Both sides have set firm lines, with Washington warning that Moscow would face severe diplomatic and economic consequences from an invasion of Ukraine, and Russia demanding wide-ranging new security arrangements with the West.

After Monday's talks, a meeting of the NATO-Russia Council will take place in Brussels on Wednesday, then the permanent council of the Organization for Security and Cooperation in Europe (OSCE) will meet in Vienna on Thursday with the issue of Ukraine expected to dominate.

U.S. Secretary of State Antony Blinken stressed Sunday that Russia had to choose between dialogue and confrontation, warning on CNN that there would be "massive consequences for Russia if it renews its aggression on Ukraine."

Blinken warned that any positive outcome from the talks would rely in part on Russia's willingness to stand down from its aggressive posture, which he likened to "an atmosphere of escalation with a gun to Ukraine's head."

Any direct military action by the United States or NATO in defense of Ukraine is extremely unlikely. 

But Western officials have warned Moscow would face significant economic and financial consequences if it invades, and could see NATO boost its presence and capacities near Russia's borders.

'Severe costs' of invasion

NATO chief Jens Stoltenberg said Monday that the alliance would be warning Russia of the "severe costs" of an invasion.

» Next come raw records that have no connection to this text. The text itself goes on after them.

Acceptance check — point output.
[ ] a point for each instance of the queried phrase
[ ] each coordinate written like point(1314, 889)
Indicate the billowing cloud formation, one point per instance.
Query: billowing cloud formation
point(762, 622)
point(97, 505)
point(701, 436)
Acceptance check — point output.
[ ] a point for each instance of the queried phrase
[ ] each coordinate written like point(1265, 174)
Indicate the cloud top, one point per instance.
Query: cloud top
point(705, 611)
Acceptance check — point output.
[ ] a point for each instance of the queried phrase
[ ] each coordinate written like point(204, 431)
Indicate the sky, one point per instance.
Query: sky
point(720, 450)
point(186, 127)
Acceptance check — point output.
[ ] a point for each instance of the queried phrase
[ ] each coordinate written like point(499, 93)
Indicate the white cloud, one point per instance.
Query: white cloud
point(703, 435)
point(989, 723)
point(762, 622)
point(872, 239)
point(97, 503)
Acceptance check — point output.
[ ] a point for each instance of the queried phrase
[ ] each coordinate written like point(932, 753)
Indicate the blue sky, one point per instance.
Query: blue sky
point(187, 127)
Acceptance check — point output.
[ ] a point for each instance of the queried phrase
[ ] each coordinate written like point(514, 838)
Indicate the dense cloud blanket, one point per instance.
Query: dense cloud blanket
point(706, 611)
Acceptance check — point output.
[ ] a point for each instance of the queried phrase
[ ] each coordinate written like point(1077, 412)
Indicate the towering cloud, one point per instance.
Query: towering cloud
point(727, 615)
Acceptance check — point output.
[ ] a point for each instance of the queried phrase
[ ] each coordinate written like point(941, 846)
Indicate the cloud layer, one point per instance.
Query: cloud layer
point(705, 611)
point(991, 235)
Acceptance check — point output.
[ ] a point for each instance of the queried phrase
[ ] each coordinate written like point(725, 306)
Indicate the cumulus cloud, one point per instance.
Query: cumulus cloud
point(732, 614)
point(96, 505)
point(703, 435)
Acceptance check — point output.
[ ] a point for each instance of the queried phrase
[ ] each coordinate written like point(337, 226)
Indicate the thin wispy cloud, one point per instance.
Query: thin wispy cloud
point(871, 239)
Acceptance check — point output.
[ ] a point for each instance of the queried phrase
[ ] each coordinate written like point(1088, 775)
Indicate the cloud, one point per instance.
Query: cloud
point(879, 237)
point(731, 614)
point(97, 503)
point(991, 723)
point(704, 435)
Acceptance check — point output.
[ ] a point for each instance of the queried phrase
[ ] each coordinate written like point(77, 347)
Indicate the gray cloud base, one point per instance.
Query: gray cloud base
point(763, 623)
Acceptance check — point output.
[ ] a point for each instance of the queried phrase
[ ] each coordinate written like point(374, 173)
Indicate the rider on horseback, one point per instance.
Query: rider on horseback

He said he did not expect this week's talks to "solve all the issues," but wanted to kickstart a diplomatic process. 

"We are aiming for an agreement on a way forward, a process, a series of meetings," Stoltenberg said before talks with Ukraine's deputy prime minister in Brussels. 

Measures against Russia under consideration include sanctions on Putin's inner circle, canceling Russia's controversial Nord Stream 2 pipeline to Germany or, in the most drastic scenario, severing Russia's links to the world's banking system.

Moscow insists it was deceived after the Cold War and understood that NATO would not expand eastward.

Instead, the U.S.-led alliance welcomed most of the former Warsaw Pact countries and the three Baltic nations that were under Soviet rule.

Russia has put intense pressure on Ukraine since 2014 after a revolution overthrew a government that had sided with the Kremlin against moving closer to Europe.

Russia seized the Crimean peninsula and backs an insurgency in eastern Ukraine in which more than 13,000 people have died.

"The Cold War is over, and so are spheres of influence," Ukraine's Foreign Minister Dmytro Kuleba tweeted ahead of Monday's talks.

"Putin's demands are illegitimate and harmful to international peace and security."